(Verdi) Requiem - Philadelphia Orchestra, 10/23/2012
Poplavskaya, Rice, Villazon, Petrenko / Nézet-Séguin
James Levine, Renee Fleming, Olga Borodina, Marcello Giordani, Rene Pape, and the Met Orchestra and Chorus performed this piece a dozen seasons ago at Carnegie Hall (the afternoon of April 29, 2001) -- an orchestral show not, in my concertgoing, equaled since. Last night wasn't that, but it was definitely something.
Verdi's Requiem Mass, ostensibly for Alessandro Manzoni, capped off the composer's great mature run of operas, which gave us an amazing string of dramatic masterworks -- Boccanegra, Ballo, Forza, and Don Carlos -- in succession before closing with two odd works, Aida and this sacred piece. In fact Aida is probably the less dramatic of the pair: true to its dream of old monumental Egypt, the opera's characters can hardly even consider struggling as events roll to implacable doom, instead reflecting and lyrically responding to the spectacle as it proceeds. Within the Requiem, it's true, the solo singers have lost names & histories, and are dwarfed by contact with the limitless. But Christianity is and has, in a way likely unprecedented, been fundamentally concerned with the event -- and not just the ritually recreated & celebrated event(s) of its founding, as most religions are, but the ever-newly-enacted event of each individual soul's salvation/damnation. Even at the final, most hapless moment -- the day of judgment -- we are not (Calvinists aside) in a ritual roll-call but at the end of a live event, full of dramatic emotions and disruptions and the echo of decisive struggles.
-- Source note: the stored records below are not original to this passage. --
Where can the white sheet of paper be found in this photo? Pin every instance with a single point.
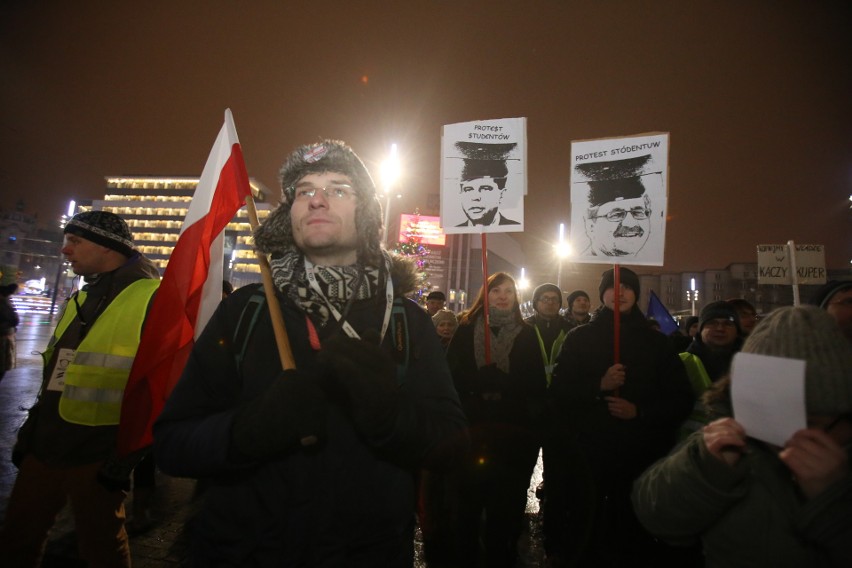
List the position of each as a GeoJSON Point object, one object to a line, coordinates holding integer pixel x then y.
{"type": "Point", "coordinates": [768, 395]}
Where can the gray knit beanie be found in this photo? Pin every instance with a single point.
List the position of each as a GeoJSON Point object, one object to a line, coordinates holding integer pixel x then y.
{"type": "Point", "coordinates": [275, 235]}
{"type": "Point", "coordinates": [103, 228]}
{"type": "Point", "coordinates": [808, 333]}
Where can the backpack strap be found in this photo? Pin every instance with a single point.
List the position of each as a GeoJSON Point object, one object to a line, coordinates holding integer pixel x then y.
{"type": "Point", "coordinates": [245, 325]}
{"type": "Point", "coordinates": [400, 338]}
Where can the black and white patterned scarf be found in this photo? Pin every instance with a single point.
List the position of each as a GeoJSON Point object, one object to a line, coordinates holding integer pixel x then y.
{"type": "Point", "coordinates": [507, 328]}
{"type": "Point", "coordinates": [338, 283]}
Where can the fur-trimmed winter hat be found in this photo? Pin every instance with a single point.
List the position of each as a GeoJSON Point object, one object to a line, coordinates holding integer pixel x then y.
{"type": "Point", "coordinates": [825, 292]}
{"type": "Point", "coordinates": [809, 333]}
{"type": "Point", "coordinates": [626, 276]}
{"type": "Point", "coordinates": [276, 233]}
{"type": "Point", "coordinates": [574, 295]}
{"type": "Point", "coordinates": [547, 287]}
{"type": "Point", "coordinates": [719, 310]}
{"type": "Point", "coordinates": [103, 228]}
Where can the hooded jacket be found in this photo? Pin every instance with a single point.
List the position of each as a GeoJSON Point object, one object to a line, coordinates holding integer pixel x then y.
{"type": "Point", "coordinates": [315, 506]}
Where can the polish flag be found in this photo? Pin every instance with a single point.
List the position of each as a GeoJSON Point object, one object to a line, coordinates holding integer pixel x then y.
{"type": "Point", "coordinates": [189, 293]}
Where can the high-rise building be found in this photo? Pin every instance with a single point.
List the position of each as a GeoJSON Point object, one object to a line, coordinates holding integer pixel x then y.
{"type": "Point", "coordinates": [155, 207]}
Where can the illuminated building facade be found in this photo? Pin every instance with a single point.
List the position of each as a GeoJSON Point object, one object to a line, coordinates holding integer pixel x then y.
{"type": "Point", "coordinates": [155, 208]}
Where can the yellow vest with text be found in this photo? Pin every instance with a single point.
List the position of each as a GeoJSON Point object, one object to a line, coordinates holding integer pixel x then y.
{"type": "Point", "coordinates": [96, 377]}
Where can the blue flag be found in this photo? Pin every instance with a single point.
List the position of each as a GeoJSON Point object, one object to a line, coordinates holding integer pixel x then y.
{"type": "Point", "coordinates": [658, 312]}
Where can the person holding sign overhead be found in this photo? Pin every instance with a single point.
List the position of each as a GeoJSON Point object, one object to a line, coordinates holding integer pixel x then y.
{"type": "Point", "coordinates": [623, 415]}
{"type": "Point", "coordinates": [503, 394]}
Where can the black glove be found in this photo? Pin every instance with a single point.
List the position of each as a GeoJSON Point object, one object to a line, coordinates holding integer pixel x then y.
{"type": "Point", "coordinates": [368, 375]}
{"type": "Point", "coordinates": [493, 382]}
{"type": "Point", "coordinates": [289, 413]}
{"type": "Point", "coordinates": [115, 472]}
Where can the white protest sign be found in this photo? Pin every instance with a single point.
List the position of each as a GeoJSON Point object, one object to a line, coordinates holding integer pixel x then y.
{"type": "Point", "coordinates": [619, 193]}
{"type": "Point", "coordinates": [484, 176]}
{"type": "Point", "coordinates": [773, 264]}
{"type": "Point", "coordinates": [768, 396]}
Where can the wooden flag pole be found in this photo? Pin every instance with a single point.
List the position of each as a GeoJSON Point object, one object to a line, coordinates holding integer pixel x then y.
{"type": "Point", "coordinates": [281, 339]}
{"type": "Point", "coordinates": [485, 299]}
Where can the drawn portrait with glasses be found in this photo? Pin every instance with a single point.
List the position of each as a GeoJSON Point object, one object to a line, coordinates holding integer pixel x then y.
{"type": "Point", "coordinates": [619, 216]}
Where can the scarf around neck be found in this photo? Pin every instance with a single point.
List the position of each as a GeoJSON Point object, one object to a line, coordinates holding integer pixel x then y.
{"type": "Point", "coordinates": [340, 284]}
{"type": "Point", "coordinates": [501, 342]}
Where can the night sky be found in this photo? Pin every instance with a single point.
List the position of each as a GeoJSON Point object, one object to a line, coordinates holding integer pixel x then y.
{"type": "Point", "coordinates": [757, 96]}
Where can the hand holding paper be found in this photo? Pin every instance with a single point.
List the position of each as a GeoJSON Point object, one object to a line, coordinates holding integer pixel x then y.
{"type": "Point", "coordinates": [768, 396]}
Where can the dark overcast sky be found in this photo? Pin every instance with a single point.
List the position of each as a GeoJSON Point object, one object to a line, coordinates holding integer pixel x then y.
{"type": "Point", "coordinates": [757, 96]}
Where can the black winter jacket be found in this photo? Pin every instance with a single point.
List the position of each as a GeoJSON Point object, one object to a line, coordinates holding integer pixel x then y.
{"type": "Point", "coordinates": [655, 382]}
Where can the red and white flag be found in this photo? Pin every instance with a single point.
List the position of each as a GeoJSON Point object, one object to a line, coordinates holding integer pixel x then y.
{"type": "Point", "coordinates": [189, 292]}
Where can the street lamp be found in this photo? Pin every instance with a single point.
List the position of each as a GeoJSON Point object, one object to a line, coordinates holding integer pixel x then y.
{"type": "Point", "coordinates": [72, 206]}
{"type": "Point", "coordinates": [390, 172]}
{"type": "Point", "coordinates": [563, 250]}
{"type": "Point", "coordinates": [693, 297]}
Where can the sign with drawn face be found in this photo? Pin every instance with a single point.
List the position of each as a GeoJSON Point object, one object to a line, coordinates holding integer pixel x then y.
{"type": "Point", "coordinates": [619, 191]}
{"type": "Point", "coordinates": [483, 176]}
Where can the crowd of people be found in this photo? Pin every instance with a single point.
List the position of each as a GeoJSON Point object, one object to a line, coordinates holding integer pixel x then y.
{"type": "Point", "coordinates": [397, 414]}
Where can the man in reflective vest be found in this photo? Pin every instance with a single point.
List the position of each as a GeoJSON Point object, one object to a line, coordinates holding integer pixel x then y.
{"type": "Point", "coordinates": [70, 433]}
{"type": "Point", "coordinates": [708, 357]}
{"type": "Point", "coordinates": [551, 329]}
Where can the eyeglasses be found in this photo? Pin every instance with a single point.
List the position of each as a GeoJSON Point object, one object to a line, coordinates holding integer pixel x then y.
{"type": "Point", "coordinates": [485, 187]}
{"type": "Point", "coordinates": [333, 191]}
{"type": "Point", "coordinates": [638, 213]}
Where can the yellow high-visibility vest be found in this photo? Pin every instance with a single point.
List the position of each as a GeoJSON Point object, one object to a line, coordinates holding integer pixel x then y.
{"type": "Point", "coordinates": [96, 377]}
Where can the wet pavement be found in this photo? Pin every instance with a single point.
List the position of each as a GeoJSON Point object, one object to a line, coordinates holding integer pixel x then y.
{"type": "Point", "coordinates": [165, 543]}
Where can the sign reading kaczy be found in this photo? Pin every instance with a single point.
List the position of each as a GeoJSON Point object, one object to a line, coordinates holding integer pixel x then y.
{"type": "Point", "coordinates": [774, 267]}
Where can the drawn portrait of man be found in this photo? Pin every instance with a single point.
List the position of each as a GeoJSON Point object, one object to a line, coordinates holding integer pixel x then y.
{"type": "Point", "coordinates": [482, 184]}
{"type": "Point", "coordinates": [617, 220]}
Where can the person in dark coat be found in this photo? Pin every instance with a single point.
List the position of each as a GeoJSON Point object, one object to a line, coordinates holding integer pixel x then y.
{"type": "Point", "coordinates": [624, 415]}
{"type": "Point", "coordinates": [503, 396]}
{"type": "Point", "coordinates": [315, 466]}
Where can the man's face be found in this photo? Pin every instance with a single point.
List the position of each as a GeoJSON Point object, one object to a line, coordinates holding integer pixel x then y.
{"type": "Point", "coordinates": [434, 306]}
{"type": "Point", "coordinates": [620, 227]}
{"type": "Point", "coordinates": [446, 329]}
{"type": "Point", "coordinates": [548, 305]}
{"type": "Point", "coordinates": [840, 308]}
{"type": "Point", "coordinates": [324, 224]}
{"type": "Point", "coordinates": [86, 258]}
{"type": "Point", "coordinates": [718, 333]}
{"type": "Point", "coordinates": [580, 306]}
{"type": "Point", "coordinates": [480, 200]}
{"type": "Point", "coordinates": [748, 319]}
{"type": "Point", "coordinates": [626, 300]}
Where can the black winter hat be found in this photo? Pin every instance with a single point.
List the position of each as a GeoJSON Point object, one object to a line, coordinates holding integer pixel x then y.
{"type": "Point", "coordinates": [275, 235]}
{"type": "Point", "coordinates": [103, 228]}
{"type": "Point", "coordinates": [574, 295]}
{"type": "Point", "coordinates": [541, 289]}
{"type": "Point", "coordinates": [628, 278]}
{"type": "Point", "coordinates": [719, 310]}
{"type": "Point", "coordinates": [436, 295]}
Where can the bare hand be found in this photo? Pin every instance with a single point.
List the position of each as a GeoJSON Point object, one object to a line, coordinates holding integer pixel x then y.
{"type": "Point", "coordinates": [725, 440]}
{"type": "Point", "coordinates": [816, 460]}
{"type": "Point", "coordinates": [614, 377]}
{"type": "Point", "coordinates": [621, 408]}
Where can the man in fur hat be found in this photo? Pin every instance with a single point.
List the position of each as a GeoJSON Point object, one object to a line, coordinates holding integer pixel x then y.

Verdi seizes on this essential kernel to set the grandest of his great dramatic scenes: the Sequentia (Dies Irae), the heart and longest part of this piece. It is great and grand and terrible, but also endlessly personal, the close of each individual soul's event&story. And so in the greatest performances we hear the irreducible impassioned individuality of the solo voices as they move through those familiar Verdian turns...
On this night, only soprano Marina Poplavskaya's instrument carried this kind of charge. For all my complaints about her Met ubiquity and sometimes-infuriating humorlessness, Poplavskaya certainly has the tools -- musicality, sonic scale, a range of dark and cutting tones -- to make much of a dead-serious part like this one (or Elisabetta): and she did, lack of warmth and some imperfect top notes (she actually had to cancel the first Philadelphia performance due to illness) notwithstanding. Mezzo Christine Rice and bass Mikhail Petrenko have very nice, well-groomed voices, but didn't deliver much beyond that.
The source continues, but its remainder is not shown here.